The rest of the school year came and went. I was looking forward to summer, but not as much as I ever had before. I had no one but Jed and Grant to spend my time with.
Summer changed nothing except the frequency of our time together at Grant’s house.
I didn’t try to break up with him all summer, I didn’t want to be alone. So, summer came and went and before I knew it we were back to school for our second year of high school, but all the excitement had worn off. I wasn’t excited to be at the school, I was only excited to be around other people. I thought maybe this year would be different.
The last time Jed raped me we were at his dad’s apartment. His dad had moved to Colorado during the divorce to spend time with Jed and his siblings. He had a small two bedroom apartment and Jed was thrilled that his dad was back in town.
Jed spent most of the time at his dad’s house, making up for lost time, and I would come over and sit in the living room/kitchen where I would watch him play video games before we went to his bedroom to watch a movie.
Our visits at his dad’s apartment were the same as the visits at Grant’s house. When we went to watch a movie, I would lay in front of him and he would spoon me. Suddenly he would put a hand over my mouth and I knew what was coming. Every time.
It was a typical night at his dad’s apartment, we had just moved into his bedroom to watch a movie and laid down on the bed. As always, I was dreading what was next, but knew it was coming. I decided tonight to try something new, I would just go to sleep or pretend to be, and I was sure that meant nothing would happen. I would get a night away from home and get to spend the evening in some sort of peace.

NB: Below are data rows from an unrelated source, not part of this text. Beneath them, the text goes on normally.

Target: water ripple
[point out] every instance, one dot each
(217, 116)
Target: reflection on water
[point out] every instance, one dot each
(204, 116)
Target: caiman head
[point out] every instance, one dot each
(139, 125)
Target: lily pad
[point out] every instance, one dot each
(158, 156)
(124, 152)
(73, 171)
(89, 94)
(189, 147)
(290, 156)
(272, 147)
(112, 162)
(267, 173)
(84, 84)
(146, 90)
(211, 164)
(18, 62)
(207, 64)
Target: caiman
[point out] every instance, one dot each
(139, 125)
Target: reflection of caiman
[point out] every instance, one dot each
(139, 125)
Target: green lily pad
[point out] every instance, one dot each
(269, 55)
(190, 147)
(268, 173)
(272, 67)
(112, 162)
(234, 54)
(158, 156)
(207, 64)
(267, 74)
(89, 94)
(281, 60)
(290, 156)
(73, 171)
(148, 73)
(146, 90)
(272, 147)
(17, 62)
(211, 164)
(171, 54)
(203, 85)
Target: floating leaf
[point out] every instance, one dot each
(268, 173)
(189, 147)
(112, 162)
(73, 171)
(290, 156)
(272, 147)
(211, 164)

The movie started and almost immediately I closed my eyes and started pretending to sleep. It wasn’t long before Jed started to roll me over. Stay asleep. I was dead weight, but that didn’t stop him from moving me, I kept my eyes closed. That’s when he started to kiss me, I didn’t kiss him back, I was asleep. Sleeping people don’t kiss. It didn’t stop him, he began pulling my pants down and clambered on top of me. I kept my eyes closed. Asleep. He pushed himself onto me not caring that I wasn’t even awake. Once he finished, I opened my eyes and confronted him.

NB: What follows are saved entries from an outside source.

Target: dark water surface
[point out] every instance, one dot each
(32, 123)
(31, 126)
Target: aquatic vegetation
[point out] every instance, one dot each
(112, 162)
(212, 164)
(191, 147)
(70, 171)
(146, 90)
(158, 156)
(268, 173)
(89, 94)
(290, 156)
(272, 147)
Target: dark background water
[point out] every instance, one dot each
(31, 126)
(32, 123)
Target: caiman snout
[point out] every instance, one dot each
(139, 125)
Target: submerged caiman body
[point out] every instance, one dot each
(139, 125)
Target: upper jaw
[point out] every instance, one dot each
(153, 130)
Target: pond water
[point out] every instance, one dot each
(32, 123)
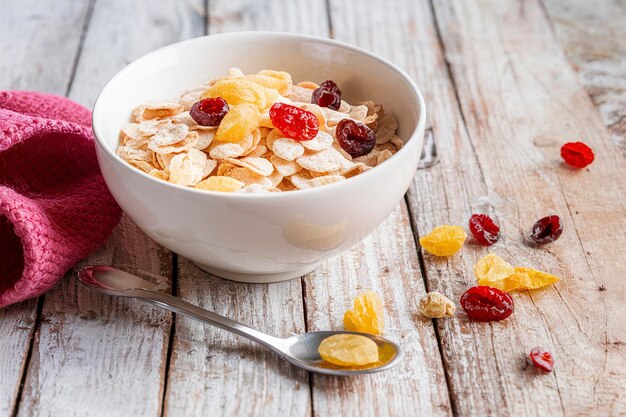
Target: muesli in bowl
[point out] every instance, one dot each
(258, 133)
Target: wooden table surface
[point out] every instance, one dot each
(506, 83)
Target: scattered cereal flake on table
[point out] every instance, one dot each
(444, 240)
(217, 183)
(367, 315)
(348, 350)
(435, 305)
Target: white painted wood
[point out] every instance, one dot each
(521, 101)
(593, 36)
(17, 324)
(97, 355)
(39, 43)
(386, 262)
(216, 373)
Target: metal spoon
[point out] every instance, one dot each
(300, 350)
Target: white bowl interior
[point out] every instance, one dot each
(170, 71)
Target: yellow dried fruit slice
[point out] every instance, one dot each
(444, 240)
(239, 122)
(531, 279)
(367, 315)
(348, 350)
(238, 91)
(492, 268)
(217, 183)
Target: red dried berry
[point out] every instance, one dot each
(577, 154)
(484, 230)
(209, 112)
(542, 359)
(327, 95)
(547, 230)
(295, 123)
(355, 138)
(484, 303)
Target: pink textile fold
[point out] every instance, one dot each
(54, 205)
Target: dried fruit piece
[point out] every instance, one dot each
(294, 122)
(436, 305)
(484, 230)
(238, 123)
(444, 240)
(327, 95)
(547, 230)
(531, 279)
(542, 359)
(491, 268)
(483, 303)
(355, 138)
(577, 154)
(217, 183)
(237, 91)
(367, 315)
(209, 112)
(348, 350)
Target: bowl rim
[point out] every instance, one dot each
(421, 123)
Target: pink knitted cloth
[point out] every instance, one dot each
(54, 205)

“You don’t even care if I’m awake?”
“I knew you were faking it.”
“You did not! You didn’t care, you don’t even need me to be awake!” For some reason the fact that he wanted to push himself onto me while I was asleep. I was just a body to him. I was as good as a sex doll.
“Who cares? I got what I wanted.”
Yup. I was as good as a sex doll. He didn’t need me to be awake, it didn’t matter to him. I knew my feelings didn’t matter to him, he had made that obvious, but to not even need me awake, I was completely disposable.
I left his house that night, crawled into my bed, and cried. I thought that he loved me at least, in his own sick way, but I didn’t matter to him at all. I was just there for him to have sex with and get what he wanted from.
I pulled my letter opener out of my drawer, drew it across my left wrist and felt the release of all the pain I was holding inside.
I knew that my relationship with Jed had to end, I was ready to start trying again, I just wasn’t sure how to make it happen.